Consider a recent, terrifying study on the fate of cats at a Texas dairy farm. Last week, Iowa State University researchers described what happened to 24 felines who drank raw milk and colostrum from cows teeming with the virus. They fell ill a day later, suffered “copious oculonasal discharge,” lost control of their limbs, walked in circles, became lethargic, and went blind. More than half died.
Cats are not humans—any more than canaries are coal miners—but the virus clearly went straight to their brains and killed them. That’s an ominous sign.
Meanwhile, we have been told that the virus in our cattle makes the animals only mildly ill. We have been assured that the one dairy worker, in Texas, who caught the flu from cows suffered only pinkeye. But according to the CDC case report, a real investigation, with full sampling of cows, equipment, and other workers was “not able to be conducted.” The worker did not return to the public clinic for a follow-up nor allow investigators to test his household. CBS News quoted a Texas state health official saying the worker “did not disclose the name of their workplace.” And Science magazine reported that veterinarians have seen lethargic-looking workers with pinkeye and coughs who refuse to let doctors examine them.
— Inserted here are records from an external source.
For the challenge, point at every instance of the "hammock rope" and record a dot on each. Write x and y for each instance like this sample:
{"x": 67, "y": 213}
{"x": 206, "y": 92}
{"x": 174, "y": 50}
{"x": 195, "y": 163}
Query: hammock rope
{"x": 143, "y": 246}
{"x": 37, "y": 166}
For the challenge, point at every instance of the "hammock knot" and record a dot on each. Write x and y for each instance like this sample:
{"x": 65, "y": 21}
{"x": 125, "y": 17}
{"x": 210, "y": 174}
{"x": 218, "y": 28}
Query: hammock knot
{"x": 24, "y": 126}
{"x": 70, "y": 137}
We’ve been repeatedly reassured that our milk supply is safe. But the FDA issued that opinion on April 23 even before it had proof that pasteurization killed the virus. Even now, we’ve seen little proof that the USDA can assure us that the millions of gallons of milk flowing through hundreds of dairy plants each day are all rendered 100 percent safe.
I am not yet fearful that H5N1 will kill millions of us. But the dairy industry and the government need to be more transparent about what is brewing inside our milk—and what’s being done to stop it.
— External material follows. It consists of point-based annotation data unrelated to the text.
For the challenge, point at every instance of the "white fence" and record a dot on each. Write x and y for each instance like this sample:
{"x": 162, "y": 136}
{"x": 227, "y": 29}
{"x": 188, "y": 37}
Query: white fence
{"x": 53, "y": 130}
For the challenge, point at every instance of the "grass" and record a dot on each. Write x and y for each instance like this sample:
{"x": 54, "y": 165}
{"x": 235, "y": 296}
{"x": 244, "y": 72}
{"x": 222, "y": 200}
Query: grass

The director of the CDC should go on television warning Americans to avoid raw milk. (One survey suggests that 4 percent of us drink it occasionally.) We need a national plan to test dairy workers who are exposed to mists of raw milk when hooking up milking machines or power-washing floors. Parents, if they are worried, could be encouraged to heat milk before giving it to their children or try oat or almondmilk, at least until this bovine epidemic is under control. (I still pour milk in my coffee, but I microwave it first. If I had young children, I would be nervous.) Finally, at a minimum, the industry should ban one of its most dangerous and disgusting practices: feeding “poultry litter”—nutrient-rich chicken feathers and feces—to cattle.
As a global health reporter, I’ve heard the same public safety assurances from governments at the beginning of every epidemic, often to protect a powerful industry. It happened in China in 2002, when SARS was covered up for months and went on to kill more than 750 people. It happened in Britain during the mad cow scandal; from 1990 to 1995, the Thatcher government insisted British beef was safe—until human deaths proved it was not. It claimed some 226 lives, according to the European CDC. And in 2016 the CDC waited two weeks before advising pregnant women to avoid cruises or flights to Latin American and Caribbean countries where the Zika virus was spreading.
No doubt the dairy industry fears alarmist headlines will kill sales, but it and our public health leaders must do more to prove the milk supply is safe. Because if one child dies of bird flu, this will be a bigger story than tents on campuses or whether or not Donald Trump can stay awake in court.
Donald G. McNeil Jr. is the author of The Wisdom of Plagues: Lessons From 25 Years of Covering Pandemics.